ハードコア/パンクの7インチをずらりと並べてみたら、意外なことに何人かの女性が反応してくれた。ただし、みんな思い出話をするだけして、最後はノーマネーでフィニッシュ。まあ、フリマではよくある光景。
一方、他の7インチはマイナー過ぎて誰も見向きもしないだろうと思っていたら、同世代らしき男性が足を止めた。「これニュースクールですよね? Overcastは持ってたなぁ」と感慨深げな心情を吐露。ただし、財布の紐は一切緩めない。
結果として売れたのは、Orange Pekoe と Softball の7インチのみ。フリマとは期待と現実の落差を味わうだけのゲームだと悟った。
フリマの勝者はアルマーニ紳士


音源はまったく売れないので、最後の望みをヴィトンのショルダーバッグに託した。これなら高値で売れるだろうと息を巻いたが、20,000円で全員首をかしげる状況。
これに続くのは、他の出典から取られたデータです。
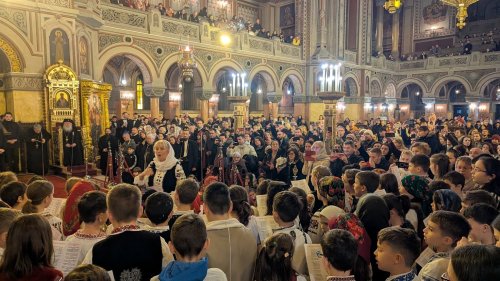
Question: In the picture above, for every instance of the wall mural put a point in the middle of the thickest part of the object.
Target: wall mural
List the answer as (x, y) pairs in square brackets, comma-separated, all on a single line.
[(83, 55), (59, 46), (433, 17)]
結局、何度も交渉に来ていた外国人が、17,000円で買ってくれた。腰にはアルマーニのベルト、そして隣には驚くほど美しい奥さん。売れた喜びと敗北感が同時に押し寄せる、なんとも複雑な成約だった。
とうとう売れそうものがなくなったので、一服ついでに出店の「大たこ焼き」を購入。てっきり写真のたこが丸々入っているのかと思ったら、実際はその1/3くらいのサイズ。たこ焼きという名の小麦粉の塊で、完全に騙された…。
CD完売ならず代々木を去る


友人の洋服はほぼ完売し、残るはCDだけになった。しかし、50円に値下げしても誰一人手を伸ばしてくれない。
もはや風すらCDを避けて吹いていくような静けさだ。結局、僕たちは12時半で撤収することに決めた。立つ鳥あとを濁さず。
渋谷駅へ向かう途中、僕たちは敗因を分析した。そして、原因はやはりきゃりーぱみゅぱみゅを置かなかったこと だと猛省した。